Sri Lanka Reports Missing $625,000 Payment to U.S. Postal Service
Sri Lanka says a missing $625,000 payment to the U.S. Postal Service is under investigation after alleged hackers diverted funds, officials announced on Tuesday. The disclosure follows detection of irregular activity when bankers flagged a separate attempted diversion of a payment intended for India.
Sri Lanka Reports Missing $625,000 Payment to U.S. Postal Service
Sri Lanka’s finance ministry confirmed that approximately $625,000 — about 199.7 million Sri Lankan rupees — that was intended for the U.S. Postal Service has not arrived at its destination. Treasury Secretary Harshana Suriyapperuma told reporters that the payment was routed “to other bank accounts, instead of the intended recipient,” prompting the inquiry.

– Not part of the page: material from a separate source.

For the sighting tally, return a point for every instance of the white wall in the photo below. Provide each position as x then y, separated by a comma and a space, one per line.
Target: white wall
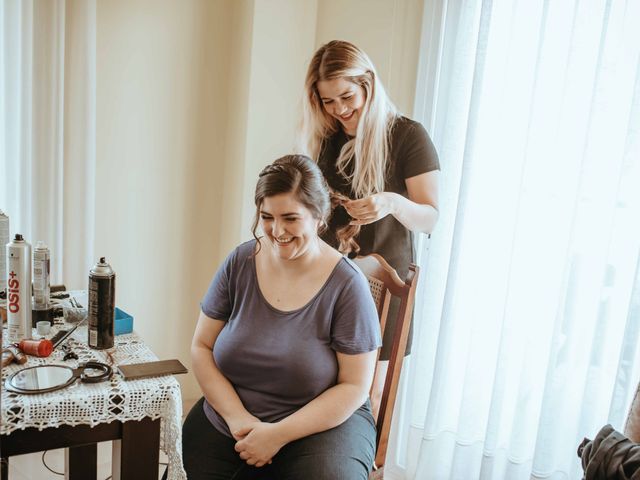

The missing $625,000 payment was identified after banks and payment processors noticed mismatches during routine reconciliation, officials said. Authorities have not yet disclosed the exact payment channels involved, citing the ongoing nature of the probe.
Authorities Flag Attempted Diversion of Payment to India
Officials became aware of the USPS payment after investigators intercepted what they described as a parallel attempt to redirect funds bound for India. That unsuccessful diversion triggered deeper checks across recent outbound transactions, which revealed the missing U.S. payment.
Investigators are examining whether the two incidents share a common vector, including compromised email accounts, altered bank instructions, or falsified invoices. Member of Parliament Nalinda Jayatissa said investigators are working to determine whether the cases are linked but cautioned that the probe remains at an early stage.
Australian Authorities Notified of Possible Irregularities
Sri Lankan authorities have also informed Australian counterparts after reporting irregularities in payments owed to Australia, suggesting the activity could extend beyond a single instance. Officials said they notified foreign partners as part of coordinated efforts to trace funds and freeze suspicious accounts.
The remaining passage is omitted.